You can add or delete interfaces from the group at any time.

Note: Manage Advanced Load Balancing and Link Failover (an interface group) using the ddboost ifgroup command or from the Enterprise Manager Data Management > DD Boost view.

Export the Data Domain Path to the DCA Network

The commands and options in this topic apply to DDOS 5.0.x and 5.1.x. See the Data Domain documentation for details.

Use the following Data Domain commands to export the /backup/ost directory to the DCA for Data Domain Boost backups.

# nfs add /backup/ost 192.0.2.0/24, 198.51.100.0/24 (insecure)
Note: The IP addresses refer to the Greenplum system working with the Data Domain Boost system.
Create the Data Domain Login Credentials for the DCA

Create a username and password for the DCA to access the DD Boost Storage Unit (SU) at the time of backup and restore:

# user add <user> [password <password>] [priv {admin | security | user}]

Backup Options for Data Domain Boost

Specify the gpcrondump options to match the setup.

Data Domain Boost backs up files to the Data Domain system. Status and report files remain on the local disk.

To configure Data Domain Boost to remove old backup directories before starting a backup operation, specify a gpcrondump backup expiration option.

  • The -c option clears all backup directories.
  • The -o option clears the oldest backup directory.

To remove the oldest dump directory, specify gpcrondump --ddboost with the -o option. For example, if your retention period is 30 days, use gpcrondump --ddboost with the -o option on day 31.

Use gpcrondump --ddboost with the -c option to clear out all the old dump directories in db_dumps. The -c option deletes all dump directories that are at least one day old.

Using Named Pipes

Greenplum Database supports using named pipes with gpcrondump and gpdbrestore to back up and restore a Greenplum database. When backing up a database with regular files, the files that contain the backup information are placed in directories on the Greenplum Database segments. When you use named pipes, you can configure named pipes on Greenplum Database segments to connect to another process, such as input process to a backup device. With named pipes you can back up data without the need for regular files to temporarily store the backup files.

Backing up with named pipes is not supported if the option --ddboost is specified.

To back up a Greenplum database using named pipes:

  1. Generate the names of the named pipes with the gpcrondump options -K timestamp and --list-backup-files.

    The file names use the timestamp specified by the -K timestamp option and have the suffix _pipes and _regular_files. For example:

    gp_dump_20130514093000_pipes 
    
    gp_dump_20130514093000_regular_files
    

    The file names listed in the _pipes file can be created as named pipes. The file names in the _regular_files file cannot be created as named pipes. gpcrondump and gpdbrestore use the information in these files during backup and restore operations.
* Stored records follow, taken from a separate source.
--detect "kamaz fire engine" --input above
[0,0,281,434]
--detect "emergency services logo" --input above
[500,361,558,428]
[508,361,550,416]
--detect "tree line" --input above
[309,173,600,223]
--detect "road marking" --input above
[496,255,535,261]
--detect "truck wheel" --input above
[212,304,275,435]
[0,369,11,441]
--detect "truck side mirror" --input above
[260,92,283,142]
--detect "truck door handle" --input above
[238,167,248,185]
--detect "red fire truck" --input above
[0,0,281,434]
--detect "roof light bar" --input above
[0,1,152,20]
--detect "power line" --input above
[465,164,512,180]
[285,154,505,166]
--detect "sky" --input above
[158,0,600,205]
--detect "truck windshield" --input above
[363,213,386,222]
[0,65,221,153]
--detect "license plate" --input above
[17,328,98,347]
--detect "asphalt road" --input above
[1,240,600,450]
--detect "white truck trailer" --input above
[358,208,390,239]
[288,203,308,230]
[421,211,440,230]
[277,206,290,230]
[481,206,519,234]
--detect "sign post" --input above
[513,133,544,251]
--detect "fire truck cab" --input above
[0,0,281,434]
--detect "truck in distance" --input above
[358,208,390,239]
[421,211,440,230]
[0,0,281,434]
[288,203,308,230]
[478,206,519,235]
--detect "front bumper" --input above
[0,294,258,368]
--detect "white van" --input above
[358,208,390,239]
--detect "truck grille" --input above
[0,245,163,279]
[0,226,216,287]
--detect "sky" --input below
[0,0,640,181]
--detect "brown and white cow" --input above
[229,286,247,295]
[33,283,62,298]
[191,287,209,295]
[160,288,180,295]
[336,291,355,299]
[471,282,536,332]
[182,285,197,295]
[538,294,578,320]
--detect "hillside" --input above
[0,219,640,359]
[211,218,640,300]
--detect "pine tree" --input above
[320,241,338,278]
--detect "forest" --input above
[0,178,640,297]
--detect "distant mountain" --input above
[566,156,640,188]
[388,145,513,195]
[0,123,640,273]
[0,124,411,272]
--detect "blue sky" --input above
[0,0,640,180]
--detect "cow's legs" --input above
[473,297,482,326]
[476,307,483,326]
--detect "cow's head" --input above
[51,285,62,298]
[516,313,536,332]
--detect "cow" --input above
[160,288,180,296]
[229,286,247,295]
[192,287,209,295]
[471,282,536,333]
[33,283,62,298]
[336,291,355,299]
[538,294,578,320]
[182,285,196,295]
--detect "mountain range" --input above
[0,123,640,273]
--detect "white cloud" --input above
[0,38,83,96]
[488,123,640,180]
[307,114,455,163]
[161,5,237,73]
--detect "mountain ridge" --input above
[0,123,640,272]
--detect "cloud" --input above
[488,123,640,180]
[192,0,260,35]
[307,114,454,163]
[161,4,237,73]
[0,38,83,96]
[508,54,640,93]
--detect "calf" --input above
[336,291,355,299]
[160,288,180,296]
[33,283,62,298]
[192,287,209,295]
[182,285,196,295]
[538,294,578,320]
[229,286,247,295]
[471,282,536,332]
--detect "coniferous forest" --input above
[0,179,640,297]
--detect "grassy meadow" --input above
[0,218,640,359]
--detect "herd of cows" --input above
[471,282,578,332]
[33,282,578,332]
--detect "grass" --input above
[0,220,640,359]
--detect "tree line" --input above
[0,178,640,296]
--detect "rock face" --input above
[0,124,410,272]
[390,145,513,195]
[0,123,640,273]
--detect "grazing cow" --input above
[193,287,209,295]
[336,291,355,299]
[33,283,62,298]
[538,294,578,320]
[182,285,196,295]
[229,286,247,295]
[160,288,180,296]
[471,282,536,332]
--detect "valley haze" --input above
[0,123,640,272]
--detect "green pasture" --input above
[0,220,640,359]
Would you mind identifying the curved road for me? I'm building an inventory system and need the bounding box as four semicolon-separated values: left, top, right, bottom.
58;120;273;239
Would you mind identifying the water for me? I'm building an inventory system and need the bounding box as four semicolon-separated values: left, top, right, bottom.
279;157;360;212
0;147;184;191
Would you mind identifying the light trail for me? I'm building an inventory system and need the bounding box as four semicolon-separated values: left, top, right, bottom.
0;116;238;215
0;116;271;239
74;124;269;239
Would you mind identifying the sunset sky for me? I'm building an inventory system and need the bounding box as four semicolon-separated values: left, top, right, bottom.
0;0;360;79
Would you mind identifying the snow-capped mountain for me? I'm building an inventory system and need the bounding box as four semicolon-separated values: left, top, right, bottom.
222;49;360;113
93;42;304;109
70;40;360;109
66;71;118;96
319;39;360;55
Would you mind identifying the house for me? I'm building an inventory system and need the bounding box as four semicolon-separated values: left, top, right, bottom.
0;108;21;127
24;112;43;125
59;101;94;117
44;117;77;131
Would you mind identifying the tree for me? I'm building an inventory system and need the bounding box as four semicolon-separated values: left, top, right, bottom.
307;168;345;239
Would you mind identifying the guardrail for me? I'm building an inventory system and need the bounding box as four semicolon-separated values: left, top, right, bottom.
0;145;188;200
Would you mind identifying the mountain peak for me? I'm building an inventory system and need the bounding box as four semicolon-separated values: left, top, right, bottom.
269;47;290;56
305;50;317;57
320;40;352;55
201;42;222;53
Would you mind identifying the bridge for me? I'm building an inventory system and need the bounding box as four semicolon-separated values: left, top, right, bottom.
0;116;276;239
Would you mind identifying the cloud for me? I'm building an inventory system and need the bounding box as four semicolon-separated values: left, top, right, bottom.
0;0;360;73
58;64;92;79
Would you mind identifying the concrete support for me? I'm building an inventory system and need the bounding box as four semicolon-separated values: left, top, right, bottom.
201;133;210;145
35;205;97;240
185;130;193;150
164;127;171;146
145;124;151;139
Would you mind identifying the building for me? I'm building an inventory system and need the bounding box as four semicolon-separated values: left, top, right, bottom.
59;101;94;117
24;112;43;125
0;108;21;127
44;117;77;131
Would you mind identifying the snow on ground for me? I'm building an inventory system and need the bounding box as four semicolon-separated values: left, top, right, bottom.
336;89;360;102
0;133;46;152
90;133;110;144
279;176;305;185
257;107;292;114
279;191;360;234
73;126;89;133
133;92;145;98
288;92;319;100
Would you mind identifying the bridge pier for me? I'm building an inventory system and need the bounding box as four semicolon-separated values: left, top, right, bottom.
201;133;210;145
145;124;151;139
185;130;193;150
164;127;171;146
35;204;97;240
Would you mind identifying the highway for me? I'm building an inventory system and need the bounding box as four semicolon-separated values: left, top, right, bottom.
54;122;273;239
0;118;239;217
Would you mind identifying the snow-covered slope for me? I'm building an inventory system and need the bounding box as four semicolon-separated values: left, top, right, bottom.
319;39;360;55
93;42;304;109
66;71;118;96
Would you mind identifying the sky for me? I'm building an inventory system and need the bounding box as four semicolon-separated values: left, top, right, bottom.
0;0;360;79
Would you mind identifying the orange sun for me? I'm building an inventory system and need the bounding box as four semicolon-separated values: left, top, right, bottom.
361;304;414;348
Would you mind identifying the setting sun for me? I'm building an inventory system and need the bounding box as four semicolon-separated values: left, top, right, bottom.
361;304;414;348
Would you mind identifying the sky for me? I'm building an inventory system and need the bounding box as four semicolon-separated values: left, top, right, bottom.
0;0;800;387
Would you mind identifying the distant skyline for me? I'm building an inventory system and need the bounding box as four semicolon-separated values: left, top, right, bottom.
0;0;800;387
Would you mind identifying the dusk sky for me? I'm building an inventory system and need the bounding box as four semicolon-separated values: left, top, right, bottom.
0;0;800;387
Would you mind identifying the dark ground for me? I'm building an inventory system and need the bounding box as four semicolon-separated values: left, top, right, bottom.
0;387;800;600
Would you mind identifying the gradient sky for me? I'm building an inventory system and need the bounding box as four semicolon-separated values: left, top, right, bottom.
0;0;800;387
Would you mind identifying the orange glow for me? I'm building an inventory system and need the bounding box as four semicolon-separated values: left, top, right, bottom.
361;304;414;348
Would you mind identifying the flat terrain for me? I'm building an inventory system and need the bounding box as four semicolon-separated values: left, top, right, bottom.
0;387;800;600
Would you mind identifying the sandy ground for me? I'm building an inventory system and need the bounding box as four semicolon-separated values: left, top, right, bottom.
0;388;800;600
  2. Create the named pipes as writeable on all Greenplum Database segments.
  3. Back up the database using the named pipes.

    To back up a complete set of Greenplum Database backup files, the files listed in the _regular_files file must also be backed up.

  1. Configure the named pipes as readable.
  2. Restore the database using the named pipes and the backup files.

Example

This gpcrondump command creates two text files that contain the file names that will be used to back up the database testdb. The files are created in the directory /backups.

gpcrondump -x testdb -K 20130530090000 --list-backup-files -u /backups

After you create the writeable named pipes on all the Greenplum Database segments, you run gpcrondump to back up the database.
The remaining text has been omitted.